Despite pandemic, Festival Country invested in local tourism and it surged

While many tourism agencies lost revenue due to the coronavirus pandemic, Johnson County had the opposite happen.

The county’s convention, visitors and tourism commission, commonly known as Festival Country, saw record hotel revenue this year. Festival Country runs the county visitor’s center in Franklin, and conducts marketing campaigns and promotes local businesses, attractions and festivals across Johnson County. This year, it served 5,000 people at the visitor’s center, said Ken Kosky, executive director.

The commission also provides grants for attractions, festivals and events, and is building a 1.6-mile obstacle course at the Johnson County Park.

“We help build new things for people to do (here),” Kosky said. “We advertise and market what we have, and we can help bring stuff we don’t have in Johnson County to fruition.”

From January to September of this year, hotel revenue surpassed $600,000 and is likely to hit $740,000 by the end of the year, he said. Measuring tourism in the county is best done with innkeeper’s taxes, a 5% tax that lodging visitors pay during their stays in Johnson County.

Prior to this year, the best year for revenue was 2017, with nearly $560,000 in hotel revenue. Festival Country started off last year strong, and would have had a record year if not for COVID-19. The commission received $463,161 in revenue last year, which was more than comparable agencies across the state, Kosky said.

Going into this year, tourism agencies were unsure how the year would go, and planned to be conservative with their budgets. But many agencies are doing better than expected, said Carrie Lambert, executive director of the Indiana Tourism Association, or ITA. The trade association advocates for tourism investment and promotion as a form of economic development throughout the state.

Smaller communities, such as those in Johnson County, have fared better during the pandemic. However, larger metropolitan areas, such as Indianapolis, were hit harder due to events such as conventions being canceled, Lambert said.

“Most (tourism agencies) are getting back to levels they had in 2019, which is wonderful,” she said.

Festival Country did not slash spending, Kosky said. Instead, the commission completed two of their largest advertising campaigns ever over the last two years, with the campaigns focusing on the county’s attractions, festivals, event venues and outdoor concerts.

Its billboards campaign has been successful, he said. In 2020, for the first time, Festival Country added billboards at exits on Interstate 65 promoting food and fun in Franklin and Greenwood.

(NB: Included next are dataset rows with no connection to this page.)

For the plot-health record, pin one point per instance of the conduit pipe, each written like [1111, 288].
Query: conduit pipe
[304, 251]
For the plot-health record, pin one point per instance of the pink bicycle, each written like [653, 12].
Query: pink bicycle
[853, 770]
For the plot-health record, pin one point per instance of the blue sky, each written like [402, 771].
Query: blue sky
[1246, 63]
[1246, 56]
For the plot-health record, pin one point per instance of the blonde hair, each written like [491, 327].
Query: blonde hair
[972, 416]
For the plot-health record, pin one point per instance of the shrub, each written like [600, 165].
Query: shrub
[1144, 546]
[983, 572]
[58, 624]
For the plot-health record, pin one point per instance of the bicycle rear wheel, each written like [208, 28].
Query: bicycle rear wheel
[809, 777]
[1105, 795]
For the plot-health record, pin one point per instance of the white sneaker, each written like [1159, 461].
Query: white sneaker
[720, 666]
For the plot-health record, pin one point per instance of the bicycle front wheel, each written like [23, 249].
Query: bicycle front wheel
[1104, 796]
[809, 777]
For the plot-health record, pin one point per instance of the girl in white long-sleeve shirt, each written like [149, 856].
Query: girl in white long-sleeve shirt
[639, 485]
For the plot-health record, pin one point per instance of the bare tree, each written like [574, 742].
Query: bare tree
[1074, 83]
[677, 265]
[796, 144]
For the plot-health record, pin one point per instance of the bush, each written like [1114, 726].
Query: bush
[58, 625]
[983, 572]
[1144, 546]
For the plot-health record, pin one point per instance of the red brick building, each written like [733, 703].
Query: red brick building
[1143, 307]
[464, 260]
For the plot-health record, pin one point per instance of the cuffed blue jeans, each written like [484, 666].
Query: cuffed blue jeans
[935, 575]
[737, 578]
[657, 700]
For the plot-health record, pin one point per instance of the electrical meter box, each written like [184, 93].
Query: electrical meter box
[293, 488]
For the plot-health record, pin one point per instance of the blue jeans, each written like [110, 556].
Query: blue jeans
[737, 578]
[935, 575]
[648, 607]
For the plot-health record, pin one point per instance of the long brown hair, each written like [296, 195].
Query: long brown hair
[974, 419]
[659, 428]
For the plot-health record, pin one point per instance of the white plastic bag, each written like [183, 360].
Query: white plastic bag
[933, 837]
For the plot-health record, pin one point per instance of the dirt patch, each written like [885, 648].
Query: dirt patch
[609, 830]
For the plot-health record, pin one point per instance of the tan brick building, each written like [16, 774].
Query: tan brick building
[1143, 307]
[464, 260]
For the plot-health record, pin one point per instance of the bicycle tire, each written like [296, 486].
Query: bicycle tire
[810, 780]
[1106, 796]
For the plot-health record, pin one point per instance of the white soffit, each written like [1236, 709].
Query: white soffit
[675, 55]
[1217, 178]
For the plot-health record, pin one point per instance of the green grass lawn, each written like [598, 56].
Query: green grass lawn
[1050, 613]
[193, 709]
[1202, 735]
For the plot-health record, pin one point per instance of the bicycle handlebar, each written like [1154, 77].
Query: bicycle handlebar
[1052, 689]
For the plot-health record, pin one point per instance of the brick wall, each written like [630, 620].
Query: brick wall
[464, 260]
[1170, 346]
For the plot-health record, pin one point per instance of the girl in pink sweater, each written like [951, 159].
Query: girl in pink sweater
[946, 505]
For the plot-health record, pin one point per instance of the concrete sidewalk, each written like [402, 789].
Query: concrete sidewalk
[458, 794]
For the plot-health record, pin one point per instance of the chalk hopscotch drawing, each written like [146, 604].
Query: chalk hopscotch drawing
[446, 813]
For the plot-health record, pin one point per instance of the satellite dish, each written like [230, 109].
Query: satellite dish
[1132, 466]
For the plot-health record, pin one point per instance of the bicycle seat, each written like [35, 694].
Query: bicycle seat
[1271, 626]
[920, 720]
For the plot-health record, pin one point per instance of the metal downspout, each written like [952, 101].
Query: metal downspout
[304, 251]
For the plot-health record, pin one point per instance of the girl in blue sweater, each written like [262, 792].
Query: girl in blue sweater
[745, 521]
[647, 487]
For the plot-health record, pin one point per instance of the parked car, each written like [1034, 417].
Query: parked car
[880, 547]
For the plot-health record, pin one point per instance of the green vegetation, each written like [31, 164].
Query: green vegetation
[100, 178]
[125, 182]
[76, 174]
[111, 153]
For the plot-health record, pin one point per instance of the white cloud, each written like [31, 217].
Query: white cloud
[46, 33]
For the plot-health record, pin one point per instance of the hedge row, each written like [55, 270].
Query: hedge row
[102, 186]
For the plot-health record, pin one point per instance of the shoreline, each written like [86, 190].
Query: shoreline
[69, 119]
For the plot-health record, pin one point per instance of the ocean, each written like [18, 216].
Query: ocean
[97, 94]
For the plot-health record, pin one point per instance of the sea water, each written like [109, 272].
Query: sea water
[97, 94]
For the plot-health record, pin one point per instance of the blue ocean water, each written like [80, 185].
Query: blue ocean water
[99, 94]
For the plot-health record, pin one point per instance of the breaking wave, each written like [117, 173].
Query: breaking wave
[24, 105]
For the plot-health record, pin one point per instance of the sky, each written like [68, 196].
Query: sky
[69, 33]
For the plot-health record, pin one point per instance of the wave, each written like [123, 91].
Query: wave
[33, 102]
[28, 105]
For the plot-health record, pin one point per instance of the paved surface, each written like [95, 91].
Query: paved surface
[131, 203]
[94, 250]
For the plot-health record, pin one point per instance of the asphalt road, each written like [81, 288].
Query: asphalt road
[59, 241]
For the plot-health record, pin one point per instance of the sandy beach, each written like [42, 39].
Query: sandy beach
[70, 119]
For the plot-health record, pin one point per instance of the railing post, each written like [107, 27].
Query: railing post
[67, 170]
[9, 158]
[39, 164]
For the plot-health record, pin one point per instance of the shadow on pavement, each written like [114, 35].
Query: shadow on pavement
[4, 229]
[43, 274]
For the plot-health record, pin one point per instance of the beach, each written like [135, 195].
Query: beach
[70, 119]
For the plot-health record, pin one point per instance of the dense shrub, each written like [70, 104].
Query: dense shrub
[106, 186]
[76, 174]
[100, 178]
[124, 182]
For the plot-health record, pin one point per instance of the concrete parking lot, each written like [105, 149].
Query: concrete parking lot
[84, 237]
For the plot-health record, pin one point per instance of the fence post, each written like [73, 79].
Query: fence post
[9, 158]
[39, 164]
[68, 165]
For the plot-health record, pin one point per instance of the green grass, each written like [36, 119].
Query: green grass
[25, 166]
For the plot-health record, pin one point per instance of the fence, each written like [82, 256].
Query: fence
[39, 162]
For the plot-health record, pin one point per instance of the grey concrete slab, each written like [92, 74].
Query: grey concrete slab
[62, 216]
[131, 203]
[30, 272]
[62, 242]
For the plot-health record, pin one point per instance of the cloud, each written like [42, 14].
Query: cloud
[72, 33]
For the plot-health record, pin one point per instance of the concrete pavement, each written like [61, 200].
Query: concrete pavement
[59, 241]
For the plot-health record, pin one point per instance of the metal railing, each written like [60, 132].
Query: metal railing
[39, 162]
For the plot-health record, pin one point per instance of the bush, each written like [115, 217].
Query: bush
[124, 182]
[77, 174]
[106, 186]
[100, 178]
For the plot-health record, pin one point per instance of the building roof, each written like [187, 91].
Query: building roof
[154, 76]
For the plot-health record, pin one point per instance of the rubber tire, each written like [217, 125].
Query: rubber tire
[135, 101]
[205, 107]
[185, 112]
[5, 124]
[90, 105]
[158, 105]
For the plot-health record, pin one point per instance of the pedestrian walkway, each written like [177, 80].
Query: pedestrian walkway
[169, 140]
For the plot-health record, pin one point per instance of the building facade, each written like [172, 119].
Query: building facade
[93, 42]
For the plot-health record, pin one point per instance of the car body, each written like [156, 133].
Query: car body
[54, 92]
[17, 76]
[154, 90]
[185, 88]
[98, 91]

The billboards are still up and attracting visitors to stop in Johnson County’s cities.

While some were concerned about spending more money during a period when people were more likely to stay at home, Festival Country had a plan and cash available to draw people in for many pandemic-safe activities, Kosky said.

“We had planned ahead and put aside revenue so we would have it available for situations just like this (with the pandemic),” he said.

Pent-up demand due to people staying home during the pandemic was also a factor. Compared to last year, there has been an increase in hotel stays.

“People are looking to get out and have fun (and are) looking for a destination that is safe,” Kosky said. “We’ve got small downtowns, outdoor attractions, outdoor recreations, flower farms, apple orchards, corn mazes — all things people can do safely.”

Some people are still being cautious during their travel, but the availability of COVID-19 vaccines is likely a factor statewide for increased tourism, Lambert said.

“There is a level of folks who feel better (going out) with vaccines,” she said.

Festival Country leaders are making plans to build on the organization’s success and make next year another for tourism growth.

The obstacle course at Johnson County Park, dubbed Gatling Gauntlet, is an example of that. When it’s completed next spring, the course will give civilians a chance to try out military-grade fitness. The 1.6-mile course’s military theme is a nod to the county park’s neighbor, Camp Atterbury, the main training camp for Indiana National Guard. Festival County designed the course and is paying for its construction, branding and marketing, while the county provided land for the course and will be in charge of ongoing maintenance.

Festival Country also purchased a 50-foot mega tree for New Whiteland’s holiday program, which will be taking place next month.

Once the obstacle course is completed, the commission’s next priority will be bringing an ice skating rink to the county. No definitive plans have been made, but the ultimate goal is to partner with one of the county’s cities for the endeavor, Kosky said.

“The reason (for the rink) is because winter months are a time where there is less to do in our communities,” he said. “If we were to help build an ice skating rink, we could add programming with that.”

Festival Country leaders envision events such as an ice carving exhibition or winter market, Kosky said.

Festival Country has had preliminary conversations with one of the county’s cities. Regardless of which one the commission partners with, Festival County is looking for donations and sponsors to bring the amenity to the county, he said.